La Barraudaz, un peu de campagne rendue à la biodiversité

La Barraudaz, un peu de campagne rendue à la biodiversité

Historique

Au 20e siècle, la parcelle était cultivée par le père de mon épouse M. Daniel Porchet puis louée à un agriculteur, M. Huber, qui a exploité celle-ci en bio. Dans les années 80, j’ai créé, dans le bosquet où l’eau réapparait sous forme d’une source et d’un ruisseau (la Segnire) une petite mare afin de compenser la disparition de petites zones humides provoquée par la pose de tuyaux de drainage dans tous les environs.

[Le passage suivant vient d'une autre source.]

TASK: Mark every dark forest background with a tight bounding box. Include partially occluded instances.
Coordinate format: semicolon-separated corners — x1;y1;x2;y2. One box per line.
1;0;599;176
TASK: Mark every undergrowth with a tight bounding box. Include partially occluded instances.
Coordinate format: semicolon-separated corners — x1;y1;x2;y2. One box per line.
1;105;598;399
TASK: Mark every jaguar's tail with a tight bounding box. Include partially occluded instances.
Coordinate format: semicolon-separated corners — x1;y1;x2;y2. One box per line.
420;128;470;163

Malheureusement ce point d’eau, devenu un lieu de ponte pour les tritons alpestres, grenouilles rousses, crapauds communs et sonneurs à ventre jaune, fut détruite (intentionnellement ?) lors de la pose des tuyaux, les rochers étant balancés sans discernement dans le sous-bois.

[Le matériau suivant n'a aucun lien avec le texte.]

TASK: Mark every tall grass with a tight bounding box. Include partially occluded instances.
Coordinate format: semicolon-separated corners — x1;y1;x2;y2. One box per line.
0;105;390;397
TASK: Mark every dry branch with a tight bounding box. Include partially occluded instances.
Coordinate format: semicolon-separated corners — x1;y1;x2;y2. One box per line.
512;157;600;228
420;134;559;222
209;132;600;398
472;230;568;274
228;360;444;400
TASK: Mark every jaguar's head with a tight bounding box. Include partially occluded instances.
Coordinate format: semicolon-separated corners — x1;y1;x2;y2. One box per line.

J’avais fait part de mon envie de créer un nouvel étang à M. Gilbert Rochat, président fondateur de notre Groupe des Amoureux de la NAture en Lavaux (GANaL) qui m’a suggéré de demander une aide de Pro Natura. Ce qui fut fait : en 2010, 3 mares de dimensions différentes voyaient le jour à la lisière du bosquet.

Ces 3 plans d’eau sont un lieu d’observation de nombreux invertébrés (libellules, gyrins , …), de batraciens, de reptiles dont la Couleuvre à collier, visiteuse régulière chaque été.

De plus, les alentours de nos 2 maisons devenaient un endroit de plus en plus consacré à la biodiversité.

Pour favoriser celle-ci, j’ai laissé pousser les ronciers, les herbes folles, en ne les fauchant que partiellement. J’ai planté une haie d’arbustes indigènes en bordure du chemin privatif amenant à nos 2 maisons. Ainsi, la Nature a repris quelque peu ses droits et les conséquences visibles en sont la réapparition de fleurs sauvages, de papillons comme la Thécla du prunier, le Machaon, et de nichées d’oiseaux tels la Pie-grièche écorcheur, le Torcol fourmilier, la Mésange à longue queue, et j’en passe. Sans oublier tous les oiseaux migrateurs s’offrant une halte bienvenue au printemps et surtout à la fin de l’été ! Ainsi, j’ai pu observer tout au long de ces années plus d’une centaine d’espèces d’oiseaux dont les plus remarquables sont la Pie-grièche rousse (une des dernières observations en Suisse, hélas), le Bruant ortolan, la Huppe fasciée, le Loriot d’Europe et le Torcol fourmilier devenu un nicheur régulier avec la Pie-grièche écorcheur. 

                         

Situation actuelle

Un projet diversifié

Nos enfants n’ayant pas les dispositions et les disponibilités qui sont les miennes, il s’agit de trouver des solutions afin d’ »exploiter » ce terrain de façon optimale. L’agriculteur ayant dépassé l’âge de 65 ans, il a pris sa retraite. Et je vois mal les autres exploitants voisins, qui déversent encore des insecticides et fongicides, reprendre le flambeau.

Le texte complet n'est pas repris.